L’ampliamento della platea era stato già previsto da provvedimenti precedenti formulati dal sottosegretario al Lavoro, Claudio Durigon e in sostanza prevedeva il trasferimento dall’Inps all’Inpgi dei comunicatori.
Per Macelloni, l’ampliamento della platea “è l’unica in grado di garantire una sostenibilità concreta e duratura all’Istituto e di dare una risposta anche previdenziale alle profonde trasformazioni attraversate dalla nostra professione”. L’ultimo bilancio Inpgi in positivo risale al 2010, anno in cui le entrate erano di 376 milioni e le uscite di 369 milioni. Da quel momento in poi il disavanzo è andato aumentando anno dopo anno.

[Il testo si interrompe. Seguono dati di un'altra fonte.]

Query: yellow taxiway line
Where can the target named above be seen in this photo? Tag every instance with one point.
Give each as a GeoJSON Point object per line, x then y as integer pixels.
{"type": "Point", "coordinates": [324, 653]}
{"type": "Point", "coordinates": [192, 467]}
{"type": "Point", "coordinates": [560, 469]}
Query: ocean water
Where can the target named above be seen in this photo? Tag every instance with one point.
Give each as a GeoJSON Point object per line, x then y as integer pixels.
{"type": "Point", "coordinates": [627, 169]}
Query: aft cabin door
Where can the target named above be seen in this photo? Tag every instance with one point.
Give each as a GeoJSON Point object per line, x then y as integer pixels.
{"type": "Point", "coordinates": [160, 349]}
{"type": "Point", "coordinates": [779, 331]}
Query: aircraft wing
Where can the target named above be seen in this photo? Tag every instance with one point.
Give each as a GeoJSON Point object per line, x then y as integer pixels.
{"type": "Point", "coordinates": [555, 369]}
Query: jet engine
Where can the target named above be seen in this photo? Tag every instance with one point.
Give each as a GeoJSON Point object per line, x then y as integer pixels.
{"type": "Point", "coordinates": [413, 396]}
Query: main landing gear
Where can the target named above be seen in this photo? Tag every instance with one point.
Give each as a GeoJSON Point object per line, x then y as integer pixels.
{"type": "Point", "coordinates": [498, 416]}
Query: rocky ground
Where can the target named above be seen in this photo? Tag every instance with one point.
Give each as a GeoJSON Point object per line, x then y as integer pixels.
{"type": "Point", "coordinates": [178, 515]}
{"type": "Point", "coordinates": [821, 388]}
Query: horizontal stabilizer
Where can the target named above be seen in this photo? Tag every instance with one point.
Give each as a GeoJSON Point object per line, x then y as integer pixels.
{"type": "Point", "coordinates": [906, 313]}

Nella nota comparsa ieri sul sito dell’Istituto si legge di come “l’emendamento votato oggi riconosce e dà legittimità al grande lavoro svolto in questi mesi dal Consiglio di amministrazione, dal Collegio sindacale e dalla Direzione generale dell’Istituto in collaborazione stretta con i Ministeri vigilanti e in particolare con il Sottosegretario Claudio Durigon”.
Oggi pomeriggio è previsto il voto della Camera, poi sarà il turno del Senato in seconda lettura. È in corso invece, nell’ambito dell’indagine conoscitiva sulle politiche di investimento e spesa dei fondi pensione e delle casse professionali avviata dalla Commissione parlamentare di controllo sull’attività degli enti gestori di forme obbligatorie di previdenza e assistenza sociale, l’audizione dei vertici Inpgi Marina Macelloni e Vito Branca, rispettivamente Presidente dell’Ente e Presidente del collegio sindacale dell’Inpgi.
Macelloni durante l’audizione ha chiarito che le “criticità” dell’Inpgi sono “le stesse che ha subìto il sistema generale, cioè un calo fortissimo del lavoro dipendente, la trasformazione da lavoro dipendente a lavoro autonomo”, fattori che hanno portato ad “uno sbilancio previdenziale, nell’ultimo anno, di circa 147 milioni” nella gestione principale, mentre, “al contrario, la gestione separata, quella che assicura i lavoratori autonomi, registra costantemente tassi di crescita molto alti, sia del patrimonio, che degli iscritti.(…) negli ultimi 5 anni noi abbiamo perso 3.000 rapporti di lavoro dipendente, pari al 15% della platea”, un tasso “più alto dei tassi di disoccupazione generale”.
“Dal 2010 si è manifestata una progressiva crescita della spesa, che ha raggiunto il suo apice nel 2016, con un aumento per gli assegni di cassa integrazione pari al 550% circa e per i contratti di solidarietà pari al 700% circa”, ma già nel 2017, constata Macelloni, “si è verificata una diminuzione delle richieste, probabilmente collegata all’esaurimento momentaneo dei fondi statali stanziati per i pre-pensionamenti”.
La contrazione dei ricavi della gestione principale dell’Inpgi “deriva dalla diminuzione dei rapporti di lavoro in essere” calati “dai 15.771 del 2017 ai 14.870” dell’annualità passata (-5,71%).